Après ces pompeuses représentations, Marie retrouvait avec plus de tristesse sa solitude ou l’indifférence de son époux. Le lendemain de son arrivée, invitée par le roi à l’aller voir dans son appartement, elle hésitait à se rendre à ce désir et demanda au moins l’assurance que sa présence ne serait pas importune ; sur une réponse affirmative, elle passa dans la chambre royale. — L’entrevue fut courte et de pure convenance ; les jours suivans, elle ne vit son mari qu’à l’église. Tout autour d’elle respirait la défiance ; elle sut que le secret de sa correspondance était violé et que ses lettres décachetées passaient sous les yeux du roi.
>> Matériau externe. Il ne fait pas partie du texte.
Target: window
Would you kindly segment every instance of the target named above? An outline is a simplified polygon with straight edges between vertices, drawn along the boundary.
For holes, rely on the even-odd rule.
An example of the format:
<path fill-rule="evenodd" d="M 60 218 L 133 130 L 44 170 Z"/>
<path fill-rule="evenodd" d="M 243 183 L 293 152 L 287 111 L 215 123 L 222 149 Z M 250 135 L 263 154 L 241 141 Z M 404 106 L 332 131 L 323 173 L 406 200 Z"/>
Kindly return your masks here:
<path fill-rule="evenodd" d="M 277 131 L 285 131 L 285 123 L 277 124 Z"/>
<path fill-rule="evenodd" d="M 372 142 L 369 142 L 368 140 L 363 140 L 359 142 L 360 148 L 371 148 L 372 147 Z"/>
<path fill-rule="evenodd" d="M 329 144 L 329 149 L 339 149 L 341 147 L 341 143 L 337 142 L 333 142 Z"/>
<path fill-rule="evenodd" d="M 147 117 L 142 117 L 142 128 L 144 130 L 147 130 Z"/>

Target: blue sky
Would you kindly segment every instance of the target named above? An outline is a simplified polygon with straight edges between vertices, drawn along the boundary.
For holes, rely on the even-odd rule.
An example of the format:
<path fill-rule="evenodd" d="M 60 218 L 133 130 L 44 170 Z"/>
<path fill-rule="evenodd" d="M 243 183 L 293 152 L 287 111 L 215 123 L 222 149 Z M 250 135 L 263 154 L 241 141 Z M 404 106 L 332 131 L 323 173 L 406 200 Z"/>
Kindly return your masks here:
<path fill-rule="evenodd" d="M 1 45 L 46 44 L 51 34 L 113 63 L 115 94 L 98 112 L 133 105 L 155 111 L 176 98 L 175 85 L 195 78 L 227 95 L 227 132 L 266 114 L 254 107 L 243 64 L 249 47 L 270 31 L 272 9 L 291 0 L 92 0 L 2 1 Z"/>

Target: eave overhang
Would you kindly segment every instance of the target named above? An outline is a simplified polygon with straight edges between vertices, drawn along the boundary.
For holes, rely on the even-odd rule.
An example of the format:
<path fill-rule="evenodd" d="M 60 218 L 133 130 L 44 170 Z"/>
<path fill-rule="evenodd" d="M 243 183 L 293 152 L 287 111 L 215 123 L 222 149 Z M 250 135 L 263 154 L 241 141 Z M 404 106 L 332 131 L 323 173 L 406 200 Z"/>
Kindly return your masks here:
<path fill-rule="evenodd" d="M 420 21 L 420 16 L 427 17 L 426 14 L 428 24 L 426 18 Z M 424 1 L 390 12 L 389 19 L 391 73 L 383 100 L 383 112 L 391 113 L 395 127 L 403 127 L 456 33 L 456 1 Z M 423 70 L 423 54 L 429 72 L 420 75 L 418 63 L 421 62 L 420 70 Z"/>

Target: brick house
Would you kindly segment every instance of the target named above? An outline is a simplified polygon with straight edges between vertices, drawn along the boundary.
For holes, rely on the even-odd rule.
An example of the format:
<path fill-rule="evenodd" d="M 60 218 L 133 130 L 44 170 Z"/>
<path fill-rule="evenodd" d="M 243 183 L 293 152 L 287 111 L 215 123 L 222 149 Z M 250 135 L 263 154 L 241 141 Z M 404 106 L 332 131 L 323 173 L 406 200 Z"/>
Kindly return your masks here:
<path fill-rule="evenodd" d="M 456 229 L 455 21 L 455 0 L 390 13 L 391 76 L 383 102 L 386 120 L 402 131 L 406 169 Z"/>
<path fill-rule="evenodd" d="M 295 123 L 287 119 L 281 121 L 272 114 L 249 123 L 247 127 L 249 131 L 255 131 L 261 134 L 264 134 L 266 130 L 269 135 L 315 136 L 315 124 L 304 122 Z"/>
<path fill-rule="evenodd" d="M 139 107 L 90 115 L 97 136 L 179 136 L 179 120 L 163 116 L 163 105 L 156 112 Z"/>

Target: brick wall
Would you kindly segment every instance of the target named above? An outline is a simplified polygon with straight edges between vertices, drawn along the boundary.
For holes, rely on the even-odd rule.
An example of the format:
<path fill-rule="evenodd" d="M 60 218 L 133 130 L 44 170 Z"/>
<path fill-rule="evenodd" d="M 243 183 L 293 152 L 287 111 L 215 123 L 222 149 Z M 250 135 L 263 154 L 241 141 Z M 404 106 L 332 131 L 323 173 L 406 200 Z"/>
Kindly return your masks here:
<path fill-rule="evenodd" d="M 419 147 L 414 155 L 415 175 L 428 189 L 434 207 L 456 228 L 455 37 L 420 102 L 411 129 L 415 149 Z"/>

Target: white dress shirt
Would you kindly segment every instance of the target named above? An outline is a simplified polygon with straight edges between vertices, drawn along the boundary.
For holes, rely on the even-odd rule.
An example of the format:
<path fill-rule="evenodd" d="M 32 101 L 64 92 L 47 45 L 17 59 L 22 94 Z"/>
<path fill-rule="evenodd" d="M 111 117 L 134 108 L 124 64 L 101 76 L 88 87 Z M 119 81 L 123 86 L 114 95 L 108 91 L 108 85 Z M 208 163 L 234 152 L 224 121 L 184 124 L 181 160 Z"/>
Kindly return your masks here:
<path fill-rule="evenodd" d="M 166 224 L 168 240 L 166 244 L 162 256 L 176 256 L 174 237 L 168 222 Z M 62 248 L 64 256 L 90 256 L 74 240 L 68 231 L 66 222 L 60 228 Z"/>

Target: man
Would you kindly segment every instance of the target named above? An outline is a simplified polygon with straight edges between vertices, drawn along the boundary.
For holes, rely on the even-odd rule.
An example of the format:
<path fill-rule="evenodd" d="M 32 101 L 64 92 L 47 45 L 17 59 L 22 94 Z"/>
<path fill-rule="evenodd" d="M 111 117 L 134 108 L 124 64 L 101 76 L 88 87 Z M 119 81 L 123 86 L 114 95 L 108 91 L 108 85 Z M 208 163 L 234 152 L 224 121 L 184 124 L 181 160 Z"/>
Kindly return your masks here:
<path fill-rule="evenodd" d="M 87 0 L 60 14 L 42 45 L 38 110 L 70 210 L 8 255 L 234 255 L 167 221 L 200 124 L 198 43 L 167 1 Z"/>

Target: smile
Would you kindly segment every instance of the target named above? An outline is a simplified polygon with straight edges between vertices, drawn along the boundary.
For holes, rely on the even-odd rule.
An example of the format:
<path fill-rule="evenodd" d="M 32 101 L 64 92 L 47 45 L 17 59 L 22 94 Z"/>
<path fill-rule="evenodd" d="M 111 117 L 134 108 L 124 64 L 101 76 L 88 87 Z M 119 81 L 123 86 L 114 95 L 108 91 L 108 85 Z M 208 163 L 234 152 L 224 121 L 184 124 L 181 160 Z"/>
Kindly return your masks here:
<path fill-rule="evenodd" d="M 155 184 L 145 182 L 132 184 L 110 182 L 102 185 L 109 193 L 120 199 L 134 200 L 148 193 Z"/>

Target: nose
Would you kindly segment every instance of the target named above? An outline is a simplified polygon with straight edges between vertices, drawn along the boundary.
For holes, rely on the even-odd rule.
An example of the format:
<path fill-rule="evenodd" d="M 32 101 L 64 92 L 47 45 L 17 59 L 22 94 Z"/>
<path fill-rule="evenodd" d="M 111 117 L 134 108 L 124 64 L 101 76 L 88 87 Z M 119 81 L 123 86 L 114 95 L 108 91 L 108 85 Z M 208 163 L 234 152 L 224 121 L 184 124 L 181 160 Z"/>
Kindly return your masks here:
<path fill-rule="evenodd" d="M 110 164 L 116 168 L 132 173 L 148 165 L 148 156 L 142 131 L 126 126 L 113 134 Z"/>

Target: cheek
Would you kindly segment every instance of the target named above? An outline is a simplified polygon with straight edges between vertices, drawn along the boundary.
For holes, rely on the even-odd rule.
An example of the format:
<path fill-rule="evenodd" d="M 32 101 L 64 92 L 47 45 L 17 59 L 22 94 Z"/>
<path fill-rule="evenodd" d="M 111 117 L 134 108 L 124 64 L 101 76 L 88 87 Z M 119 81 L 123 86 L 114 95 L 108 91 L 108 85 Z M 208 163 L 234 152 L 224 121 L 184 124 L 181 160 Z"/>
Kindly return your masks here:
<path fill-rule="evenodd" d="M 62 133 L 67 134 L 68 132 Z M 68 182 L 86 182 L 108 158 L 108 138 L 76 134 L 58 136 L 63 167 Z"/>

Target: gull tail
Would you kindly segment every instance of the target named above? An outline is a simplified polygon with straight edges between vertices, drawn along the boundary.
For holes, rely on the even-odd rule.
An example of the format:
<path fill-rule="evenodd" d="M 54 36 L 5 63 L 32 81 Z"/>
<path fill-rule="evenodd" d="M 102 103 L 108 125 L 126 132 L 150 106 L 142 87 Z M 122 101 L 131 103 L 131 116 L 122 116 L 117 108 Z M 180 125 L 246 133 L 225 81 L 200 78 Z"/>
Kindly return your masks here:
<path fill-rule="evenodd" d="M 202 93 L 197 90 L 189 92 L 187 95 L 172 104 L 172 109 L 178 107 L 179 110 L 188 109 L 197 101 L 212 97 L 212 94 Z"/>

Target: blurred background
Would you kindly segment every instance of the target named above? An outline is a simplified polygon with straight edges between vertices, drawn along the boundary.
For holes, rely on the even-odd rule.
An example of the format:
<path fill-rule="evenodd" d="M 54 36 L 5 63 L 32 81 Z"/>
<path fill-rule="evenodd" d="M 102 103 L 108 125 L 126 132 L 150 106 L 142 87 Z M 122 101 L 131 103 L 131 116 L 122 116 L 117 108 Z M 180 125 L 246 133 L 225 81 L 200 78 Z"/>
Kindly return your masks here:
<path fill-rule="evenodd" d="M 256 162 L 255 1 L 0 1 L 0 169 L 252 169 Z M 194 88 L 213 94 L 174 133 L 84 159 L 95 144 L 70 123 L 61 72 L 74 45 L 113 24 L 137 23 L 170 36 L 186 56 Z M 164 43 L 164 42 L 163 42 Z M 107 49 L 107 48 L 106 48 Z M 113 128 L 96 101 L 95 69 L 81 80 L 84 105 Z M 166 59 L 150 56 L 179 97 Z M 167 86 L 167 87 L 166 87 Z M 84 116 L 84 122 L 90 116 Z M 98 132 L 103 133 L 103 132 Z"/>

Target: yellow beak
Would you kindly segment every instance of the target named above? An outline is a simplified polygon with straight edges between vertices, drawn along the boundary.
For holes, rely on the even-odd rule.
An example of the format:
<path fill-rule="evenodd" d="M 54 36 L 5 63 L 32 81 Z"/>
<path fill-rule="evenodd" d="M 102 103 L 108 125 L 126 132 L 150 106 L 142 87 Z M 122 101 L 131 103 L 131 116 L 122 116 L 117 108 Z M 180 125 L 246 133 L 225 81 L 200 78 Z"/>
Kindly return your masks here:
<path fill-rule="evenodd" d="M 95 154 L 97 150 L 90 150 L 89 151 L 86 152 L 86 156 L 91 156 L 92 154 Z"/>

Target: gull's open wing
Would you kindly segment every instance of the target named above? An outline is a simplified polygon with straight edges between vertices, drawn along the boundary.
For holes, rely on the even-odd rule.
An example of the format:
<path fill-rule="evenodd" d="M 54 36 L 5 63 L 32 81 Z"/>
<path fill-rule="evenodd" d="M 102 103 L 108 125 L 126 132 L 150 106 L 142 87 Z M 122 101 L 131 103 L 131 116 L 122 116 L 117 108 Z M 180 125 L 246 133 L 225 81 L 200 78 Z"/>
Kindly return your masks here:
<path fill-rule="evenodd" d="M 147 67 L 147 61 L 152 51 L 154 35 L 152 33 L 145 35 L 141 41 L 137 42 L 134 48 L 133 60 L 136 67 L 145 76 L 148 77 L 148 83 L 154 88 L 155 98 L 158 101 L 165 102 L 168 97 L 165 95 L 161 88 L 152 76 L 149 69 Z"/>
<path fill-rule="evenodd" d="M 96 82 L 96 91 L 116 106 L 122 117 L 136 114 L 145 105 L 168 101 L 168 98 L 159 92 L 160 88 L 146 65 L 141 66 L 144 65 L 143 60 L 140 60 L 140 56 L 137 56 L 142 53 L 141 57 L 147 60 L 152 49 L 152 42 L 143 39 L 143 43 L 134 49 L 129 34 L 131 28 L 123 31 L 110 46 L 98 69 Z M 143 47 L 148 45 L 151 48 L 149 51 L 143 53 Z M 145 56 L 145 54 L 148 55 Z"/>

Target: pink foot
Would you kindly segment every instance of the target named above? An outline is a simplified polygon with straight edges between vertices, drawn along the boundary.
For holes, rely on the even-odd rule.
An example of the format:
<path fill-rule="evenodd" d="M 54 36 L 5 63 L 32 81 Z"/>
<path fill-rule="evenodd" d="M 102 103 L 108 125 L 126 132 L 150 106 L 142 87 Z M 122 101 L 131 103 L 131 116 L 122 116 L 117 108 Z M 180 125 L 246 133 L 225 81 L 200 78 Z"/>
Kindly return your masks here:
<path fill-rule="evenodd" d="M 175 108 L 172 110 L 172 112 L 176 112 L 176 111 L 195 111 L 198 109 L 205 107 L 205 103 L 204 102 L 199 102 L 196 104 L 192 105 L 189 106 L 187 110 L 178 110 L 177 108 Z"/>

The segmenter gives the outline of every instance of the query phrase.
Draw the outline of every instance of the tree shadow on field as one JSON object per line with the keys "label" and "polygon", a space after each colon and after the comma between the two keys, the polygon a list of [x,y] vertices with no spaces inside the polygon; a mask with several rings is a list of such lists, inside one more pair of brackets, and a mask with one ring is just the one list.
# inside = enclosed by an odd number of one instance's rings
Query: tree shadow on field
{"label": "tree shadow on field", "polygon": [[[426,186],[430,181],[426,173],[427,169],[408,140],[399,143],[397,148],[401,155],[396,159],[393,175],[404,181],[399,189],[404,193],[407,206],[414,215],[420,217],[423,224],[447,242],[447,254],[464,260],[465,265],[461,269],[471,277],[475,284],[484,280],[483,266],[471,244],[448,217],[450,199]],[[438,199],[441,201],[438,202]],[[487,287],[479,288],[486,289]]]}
Cette découverte lui inspira la pensée de tenter un appel détourné à la tendresse ou au moins à la générosité du prince qu’elle avait accepté pour maître.

En quittant Paris, elle avait emporté un chiffre qui lui permettait de correspondre avec Mazarin en toute sécurité, et avait alors promis au cardinal de s’ouvrir à lui « comme une sœur. » Pourtant, lors de son arrivée à Varsovie, elle s’était bornée à lui adresser quelques lignes banales. Huit jours plus tard, elle reprend la plume et écrit à Mazarin une lettre mi-partie en chiffres, mi-partie en clair, destinée tout autant à dissiper les préventions de son mari qu’à instruire le cardinal de ses véritables sentimens, et dont voici quelques passages contradictoires :

En chiffres : « Il est vrai que les Polonais ne sont pas les gens du monde les plus doux, mais il faut s’accommoder avec ceux avec qui on a à vivre. » En clair : « Ce pays-ci est admirable ; pour le rendre à l’égal des plus beaux de l’Europe, il ne faudrait autre chose sinon que le règne du roi présent fût de longue durée. Je trouve tout ce que vous m’avez dit de lui et encore au-delà ; il a beaucoup d’esprit et de l’agréable, paraît extrêmement bon. Vous savez que je suis naturellement timide : cela est cause que je ne l’entretiens pas trop familièrement ; cependant il est fort satisfait de mon italien ; je lui ai dit que souvent à Paris vous me recommandiez fort d’étudier cette langue et que même vous me l’aviez écrit depuis que je suis partie. » En chiffres : « L’on me donne plusieurs avis des mauvais offices qu’on me rend auprès de lui. Ces bruits me rendent quelquefois chagrine… Je ne saurais juger encore de rien bien définitivement, mais je suis bien résolue de suivre les bons conseils que vous me donnez et je vous manderai le succès qu’ils auront. J’aurais encore beaucoup de choses à vous mander, mais il m’est impossible de plus écrire[1]. »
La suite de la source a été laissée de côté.